Wednesday, May 04, 2011

Arts venues.

Frome is, for a town of approximately 25,500 inhabitants, blessed with a remarkable selection of arts venues, both for static displays and performance arts.  In the latter category the Cheese and Grain, capacity 800 and hopefully soon to be augmented in both capacity and facilities, is the most versatile if not particularly architecturally distinguished. It is a 19th century produce-market hall that has been adapted many times since. Frome also has two theatres, The Memorial Theatre completed in 1924 in memory of those killed in the Great War and the more recent Merlin Theatre, which seats about 250 and is part of the Frome College campus. All three are used for all kinds of performance arts and other live shows.
Then there are many historic pubs, some of which regularly feature live music: amongst those most active are The Griffin and The Olive Tree (link currently broken, phone 01373 467140) and also many other venues that are used from time to time, most notably for the annual Frome Festival - taking place this year from 8 - 17 July.
One however, that survives at all more by luck than judgement, is the most architecturally significant and spectacular by a long mile.  Built when Frome was a town very wealthy indeed, based on the wool trade, it spent 251 years in continuous use as a non-conformist place of worship before it was declared redundant and then spent the next quarter of a century falling into decay. It was eventually compulsorily purchased by the local authority and restored.
It now houses, appropriately enough, an architects' practise in the ante-rooms while the main section is used as a space for static and performance arts both traditional and modern by the trust Rook Lane Arts.

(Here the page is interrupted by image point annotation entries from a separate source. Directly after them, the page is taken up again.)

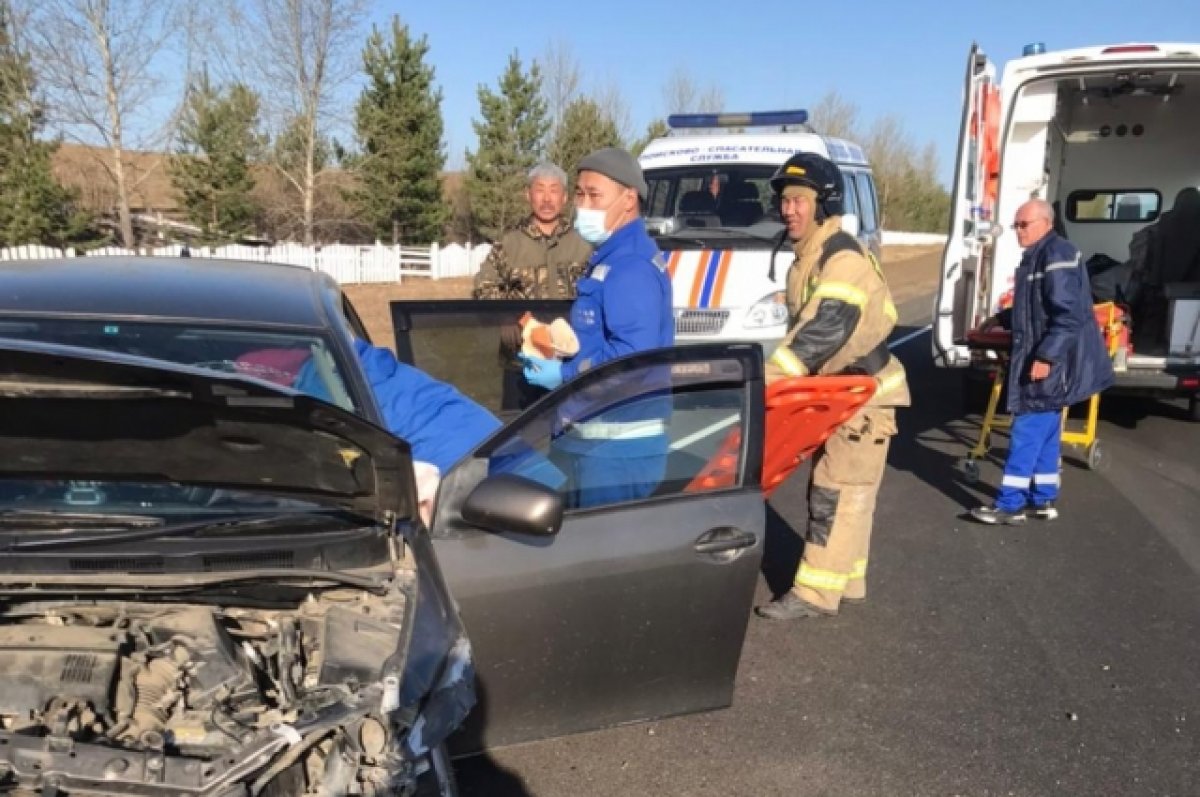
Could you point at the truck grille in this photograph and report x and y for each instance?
(701, 322)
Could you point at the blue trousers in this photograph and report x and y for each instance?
(1031, 472)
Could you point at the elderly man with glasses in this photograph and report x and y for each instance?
(1059, 359)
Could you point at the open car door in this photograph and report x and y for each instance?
(972, 213)
(639, 606)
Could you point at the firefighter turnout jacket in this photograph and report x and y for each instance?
(841, 315)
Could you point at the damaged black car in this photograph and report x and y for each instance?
(211, 587)
(213, 582)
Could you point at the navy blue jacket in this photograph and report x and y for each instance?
(441, 424)
(1053, 321)
(623, 303)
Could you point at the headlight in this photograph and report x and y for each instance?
(768, 311)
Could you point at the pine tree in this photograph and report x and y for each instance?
(399, 125)
(511, 139)
(211, 171)
(585, 127)
(34, 207)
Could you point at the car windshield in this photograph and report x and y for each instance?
(727, 205)
(304, 361)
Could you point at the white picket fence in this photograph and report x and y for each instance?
(348, 263)
(343, 262)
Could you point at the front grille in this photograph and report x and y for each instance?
(118, 564)
(701, 322)
(78, 667)
(281, 559)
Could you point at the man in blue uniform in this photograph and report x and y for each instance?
(623, 306)
(1059, 359)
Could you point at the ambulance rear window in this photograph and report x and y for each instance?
(1121, 205)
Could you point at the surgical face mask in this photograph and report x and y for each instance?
(589, 225)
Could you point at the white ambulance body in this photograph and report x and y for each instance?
(713, 214)
(1110, 136)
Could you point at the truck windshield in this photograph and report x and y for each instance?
(713, 202)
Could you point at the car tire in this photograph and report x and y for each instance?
(438, 780)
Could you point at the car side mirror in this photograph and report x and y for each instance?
(510, 504)
(850, 225)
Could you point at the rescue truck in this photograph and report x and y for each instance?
(1108, 136)
(714, 216)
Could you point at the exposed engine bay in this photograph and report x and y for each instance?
(136, 697)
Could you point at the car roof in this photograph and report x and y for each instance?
(163, 287)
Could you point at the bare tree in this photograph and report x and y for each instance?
(298, 54)
(612, 103)
(559, 81)
(97, 63)
(834, 115)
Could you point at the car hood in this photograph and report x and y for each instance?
(77, 413)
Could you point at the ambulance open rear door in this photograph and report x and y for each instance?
(972, 213)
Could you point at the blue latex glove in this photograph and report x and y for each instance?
(544, 373)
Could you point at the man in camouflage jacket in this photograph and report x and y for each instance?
(543, 257)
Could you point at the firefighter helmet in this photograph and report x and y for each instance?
(817, 173)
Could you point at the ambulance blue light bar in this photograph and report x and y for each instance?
(761, 119)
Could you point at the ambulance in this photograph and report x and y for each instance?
(1109, 136)
(714, 216)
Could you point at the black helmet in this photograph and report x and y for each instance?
(817, 173)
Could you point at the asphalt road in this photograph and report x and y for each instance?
(1061, 658)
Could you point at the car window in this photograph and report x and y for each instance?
(303, 361)
(1114, 205)
(647, 432)
(850, 204)
(870, 221)
(732, 196)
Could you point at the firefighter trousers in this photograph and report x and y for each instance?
(845, 481)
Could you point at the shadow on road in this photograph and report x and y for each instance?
(481, 775)
(783, 549)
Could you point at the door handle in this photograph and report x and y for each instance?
(719, 540)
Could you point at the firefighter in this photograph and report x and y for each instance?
(841, 315)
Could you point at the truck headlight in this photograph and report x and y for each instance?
(768, 311)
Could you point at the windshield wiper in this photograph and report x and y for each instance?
(235, 523)
(51, 519)
(19, 583)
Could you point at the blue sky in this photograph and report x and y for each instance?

As well as being an early example of such a building on a grand scale the bountiful finance saw to it that it did not have the minimalist functionality of many and that its patrons succumbed to more than a flourish of the baroque. Nobody - whose mission was truly to live the life of an ascetic - would ever have sanctioned windows like those!
When it was built John Wesley certainly wasn't preaching simplicity and sobriety to the masses in open-air sermons across Britain, such as became his trademark, not least because he was then only a toddler (b. June 28, 1703)!
   
I'm not the religious kind in any traditional sense but wish to thank those that were for the venue.